My birthday party policy

Perspective

Kids’ festivities, like cake, are best in small portions.

September 18, 2011|By Stephanie Ingersoll

The first invitation arrived the summer before our son started nursery school. We had been in town only a month, and our 3-year-old was asked to help celebrate the birthday of one of his soon-to-be classmates. We appreciated the sentiment, based on the assumption that our kids would all soon be friends, but we still declined.

September no longer simply marks the start of the school calendar. It is the official beginning of the relentless kids’ birthday party season. And even as the motivation for these occasions is heartwarming, the modern pace of them is exhausting. Dora, SpongeBob, Spider-Man – the invitations roll in on waves of extravagantly colored envelopes. We have friends with two, three, or four kids who give Monday-morning roundups of their weekends that would put Kim Kardashian to shame.

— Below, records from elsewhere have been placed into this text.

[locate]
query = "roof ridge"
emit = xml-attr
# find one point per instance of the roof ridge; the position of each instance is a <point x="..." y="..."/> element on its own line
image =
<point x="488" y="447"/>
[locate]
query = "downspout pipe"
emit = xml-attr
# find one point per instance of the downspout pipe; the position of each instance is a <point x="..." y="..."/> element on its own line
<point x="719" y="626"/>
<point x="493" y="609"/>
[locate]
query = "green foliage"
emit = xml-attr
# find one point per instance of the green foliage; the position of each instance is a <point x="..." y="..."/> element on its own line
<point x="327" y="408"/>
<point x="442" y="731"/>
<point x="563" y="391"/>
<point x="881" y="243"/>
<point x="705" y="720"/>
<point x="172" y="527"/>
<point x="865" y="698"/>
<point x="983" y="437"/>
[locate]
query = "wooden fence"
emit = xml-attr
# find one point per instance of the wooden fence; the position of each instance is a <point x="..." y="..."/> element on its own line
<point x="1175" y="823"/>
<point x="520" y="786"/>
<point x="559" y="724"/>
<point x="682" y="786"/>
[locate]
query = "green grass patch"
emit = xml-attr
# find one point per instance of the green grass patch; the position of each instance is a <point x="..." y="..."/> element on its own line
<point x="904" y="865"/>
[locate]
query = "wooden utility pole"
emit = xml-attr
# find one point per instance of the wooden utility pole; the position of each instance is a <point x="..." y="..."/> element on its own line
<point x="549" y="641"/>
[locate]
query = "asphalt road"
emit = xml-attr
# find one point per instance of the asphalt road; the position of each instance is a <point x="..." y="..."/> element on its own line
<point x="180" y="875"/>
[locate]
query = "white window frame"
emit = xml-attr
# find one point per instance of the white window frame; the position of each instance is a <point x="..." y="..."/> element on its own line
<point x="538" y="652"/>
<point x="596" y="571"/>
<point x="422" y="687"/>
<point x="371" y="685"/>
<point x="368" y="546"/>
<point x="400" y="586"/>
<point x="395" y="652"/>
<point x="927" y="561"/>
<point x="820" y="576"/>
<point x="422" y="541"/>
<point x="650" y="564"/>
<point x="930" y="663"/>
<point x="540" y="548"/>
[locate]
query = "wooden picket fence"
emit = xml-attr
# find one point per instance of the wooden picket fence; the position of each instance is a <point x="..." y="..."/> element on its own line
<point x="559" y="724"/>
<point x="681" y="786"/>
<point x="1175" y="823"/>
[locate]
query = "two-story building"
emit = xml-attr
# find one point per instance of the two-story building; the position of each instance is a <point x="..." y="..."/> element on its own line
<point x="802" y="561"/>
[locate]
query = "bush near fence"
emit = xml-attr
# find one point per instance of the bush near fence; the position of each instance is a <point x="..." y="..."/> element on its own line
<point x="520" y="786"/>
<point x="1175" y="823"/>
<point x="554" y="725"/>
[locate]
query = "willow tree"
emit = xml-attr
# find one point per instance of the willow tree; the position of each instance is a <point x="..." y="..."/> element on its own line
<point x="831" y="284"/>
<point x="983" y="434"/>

In an effort to encourage “inclusivity,” many schools have all-or-nothing policies: Invite everyone in a class or no one. It seems especially thoughtful for parents – postponing the dreaded day when we will have to explain to our children why they were not invited. But these policies impose a scale on these events indifferent to family budgets or the desire for an intimate gathering.

It all starts with assembling the requisite gift bag. As one member of the Parents Against Goodie Bags Facebook group laments: “Isn’t spending $100-$1000 on entertainment & food enough? Do we really need to saddle our friends with more pencils, erasers and plastic trinkets that inevitably find their way into the trash?”

On the big day, the party is 90 minutes of carefully choreographed fun (set in a contained, well-supervised space) that shuffles kids from arrival to playtime to pizza, capped off with a hearty rendition of “Happy Birthday,” a slice of cake, and a friendly escort to the door. Fill-in-the-blank thank you notes arrive within 48 hours.

Our family policy is simple: one party per weekend per kid, which seems fair to the three of them and to us.

It’s not just the sheer volume of these events that wears us down. It’s the need to find some errand that will take exactly 70 minutes and be within a 4-mile radius of the party so you can be back promptly for pickup. It’s telling younger siblings they can’t go (online discussion boards are flush with rants about parents who bring uninvited “extras” – once known as “siblings” – thus incurring an extra fee for the host).

These parties are often wonders to behold, and our kids have a blast seeing their friends and eating a pound of icing. I know that the parents want to do something memorable and sweet for their kids, but should we feel guilty if we want to keep ours home sometimes?